Let \(G\) be a finite abelian group. Hamidoune conjectures that if \(W=w_1\cdot\dots\cdot w_n\) is a sequence of integers, all but at most one relatively prime to \(|G|\), and \(S\) is a sequence over \(G\) with \(|S|\geq |W|+|G|-1\geq |G|+1\), the maximum multiplicity of \(S\) at most \(|W|\), and \(\sigma(W)\equiv 0 \pmod {|G|}\), then there exists a nontrivial subgroup \(H\) such that every element \(g\in H\) can be represented as a weighted subsequence sum of the form \(g=\sum_{i=1}^nw_is_i\), with \(s_1\cdot\dots\cdot s_n\) a subsequence of \(S\). The authors give two examples showing this does not hold in general, and characterize the counterexamples for large \(|W|\geq \frac{1}{2}|G|\).

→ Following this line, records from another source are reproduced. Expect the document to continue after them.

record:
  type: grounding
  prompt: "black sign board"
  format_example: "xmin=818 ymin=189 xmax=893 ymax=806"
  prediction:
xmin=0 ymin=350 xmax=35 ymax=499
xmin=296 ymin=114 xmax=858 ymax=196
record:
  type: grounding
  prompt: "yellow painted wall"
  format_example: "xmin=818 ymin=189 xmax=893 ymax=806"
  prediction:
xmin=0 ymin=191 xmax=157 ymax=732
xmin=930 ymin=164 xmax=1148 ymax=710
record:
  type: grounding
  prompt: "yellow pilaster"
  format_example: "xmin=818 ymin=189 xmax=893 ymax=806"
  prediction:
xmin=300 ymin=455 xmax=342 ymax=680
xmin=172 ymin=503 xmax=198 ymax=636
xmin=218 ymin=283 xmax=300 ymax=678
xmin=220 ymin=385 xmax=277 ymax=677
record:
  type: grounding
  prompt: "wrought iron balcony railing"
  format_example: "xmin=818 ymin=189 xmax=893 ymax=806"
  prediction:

A theorem of Gao states that if \(S\) is a sequence over \(G\) with \(|S|\geq |G|+D(G)-1\), then either every element of \(G\) can be represented as a \(|G|\)-term subsequence sum from \(S\), or there exists a coset \(g+H\) such that all but at most \(|G/H|-2\) terms of \(S\) are from \(g+H\). The authors establish some very special cases in a weighted analog of this theorem conjectured by Ordaz and Quiroz, and some partial conclusions in the remaining cases, which imply a recent result of Ordaz and Quiroz. This is done, in part, by extending a weighted setpartition theorem of Grynkiewicz, which they use to also improve the previously mentioned result of Gao by showing that the hypothesis \(|S|\geq |G|+D(G)-1\)can be relaxed to \(|S|\geq |G|+d^*(G)\), where \(d^*(G)=\sum_{i=1}^r (n_i-1)\). They also use this method to derive a variation of Hamidoune’s conjecture valid when at least \(d^*(G)\) of the \(w_i\) are relatively prime to \(|G|\).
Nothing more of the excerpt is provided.